Forget what you don’t need
Seriously, that’s what we invented Google and spellcheckers for. Don’t worry about learning specific dates or celebrity star signs – it’s all online. You might not be much good at trivia nights, but you’ll clear out some bandwidth in your skull for stuff you need to know today. While the cloud worries about facts and figures, you can focus your mindtanks on crafting and reliving real memories. If you go down this path, it’s a good idea to have an internet-connected device with you at all times, in case you desperately need some piece of factual information as opposed to how the air smelled of spring the first day you began this project.
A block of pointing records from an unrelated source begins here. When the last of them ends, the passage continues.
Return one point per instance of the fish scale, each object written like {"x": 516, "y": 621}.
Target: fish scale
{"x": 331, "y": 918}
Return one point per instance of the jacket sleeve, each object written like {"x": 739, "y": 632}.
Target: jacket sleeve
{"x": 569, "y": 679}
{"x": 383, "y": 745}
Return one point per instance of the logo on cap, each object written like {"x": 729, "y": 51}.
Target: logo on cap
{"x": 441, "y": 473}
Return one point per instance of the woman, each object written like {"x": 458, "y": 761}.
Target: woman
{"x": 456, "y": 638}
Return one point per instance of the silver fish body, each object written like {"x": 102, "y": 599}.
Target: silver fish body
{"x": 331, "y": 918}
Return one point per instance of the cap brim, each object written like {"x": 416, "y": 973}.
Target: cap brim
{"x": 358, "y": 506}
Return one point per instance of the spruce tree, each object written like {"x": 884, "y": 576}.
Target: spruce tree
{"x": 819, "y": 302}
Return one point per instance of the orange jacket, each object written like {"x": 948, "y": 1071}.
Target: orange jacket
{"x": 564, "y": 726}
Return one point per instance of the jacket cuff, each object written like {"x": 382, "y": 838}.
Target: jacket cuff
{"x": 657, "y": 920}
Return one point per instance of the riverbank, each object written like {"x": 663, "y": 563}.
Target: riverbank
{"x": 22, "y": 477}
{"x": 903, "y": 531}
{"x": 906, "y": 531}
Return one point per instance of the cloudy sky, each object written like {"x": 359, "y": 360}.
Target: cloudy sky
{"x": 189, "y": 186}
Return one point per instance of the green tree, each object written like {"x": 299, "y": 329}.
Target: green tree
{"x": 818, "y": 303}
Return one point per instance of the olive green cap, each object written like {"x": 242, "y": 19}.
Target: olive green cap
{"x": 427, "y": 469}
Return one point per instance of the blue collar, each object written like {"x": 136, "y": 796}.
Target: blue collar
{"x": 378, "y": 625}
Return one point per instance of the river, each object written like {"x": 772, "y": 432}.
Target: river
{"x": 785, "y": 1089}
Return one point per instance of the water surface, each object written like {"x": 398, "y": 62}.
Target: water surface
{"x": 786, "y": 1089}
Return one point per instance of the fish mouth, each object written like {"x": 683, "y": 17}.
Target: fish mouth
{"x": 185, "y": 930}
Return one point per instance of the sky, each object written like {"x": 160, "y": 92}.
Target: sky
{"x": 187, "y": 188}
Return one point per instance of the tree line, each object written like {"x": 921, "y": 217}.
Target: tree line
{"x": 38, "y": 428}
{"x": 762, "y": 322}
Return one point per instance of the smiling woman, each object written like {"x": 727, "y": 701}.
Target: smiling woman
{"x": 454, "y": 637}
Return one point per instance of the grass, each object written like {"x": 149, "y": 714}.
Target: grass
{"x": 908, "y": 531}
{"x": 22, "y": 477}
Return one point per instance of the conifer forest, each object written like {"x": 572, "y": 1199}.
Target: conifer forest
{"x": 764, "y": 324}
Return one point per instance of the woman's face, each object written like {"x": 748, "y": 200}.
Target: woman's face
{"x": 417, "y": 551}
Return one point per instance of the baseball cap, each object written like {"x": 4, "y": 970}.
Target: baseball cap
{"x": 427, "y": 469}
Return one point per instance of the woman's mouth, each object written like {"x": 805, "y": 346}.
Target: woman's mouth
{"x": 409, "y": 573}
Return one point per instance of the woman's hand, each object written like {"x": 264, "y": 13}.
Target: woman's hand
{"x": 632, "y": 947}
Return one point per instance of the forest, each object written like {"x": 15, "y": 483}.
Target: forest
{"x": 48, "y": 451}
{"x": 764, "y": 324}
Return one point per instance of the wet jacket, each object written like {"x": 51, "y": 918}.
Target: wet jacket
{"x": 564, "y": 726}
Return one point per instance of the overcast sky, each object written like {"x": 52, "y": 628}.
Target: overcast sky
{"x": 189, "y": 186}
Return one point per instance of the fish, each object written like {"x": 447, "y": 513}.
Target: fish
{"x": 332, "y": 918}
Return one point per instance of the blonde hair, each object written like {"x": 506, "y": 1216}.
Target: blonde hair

Install patterns in your life
Put a bowl near the front door that you chuck your keys and wallet in as soon as you get home, so you always know where they are. Keep a master to-do list in the same place on your computer – somewhere your eye naturally drifts throughout the day. Have a specific ritual of phrases and handshake ready for every time you meet someone, so you can go through those motions automatically and pay close attention to their name. (Part of the pattern should be repeating their name and thinking about which Pokemon they remind you of.)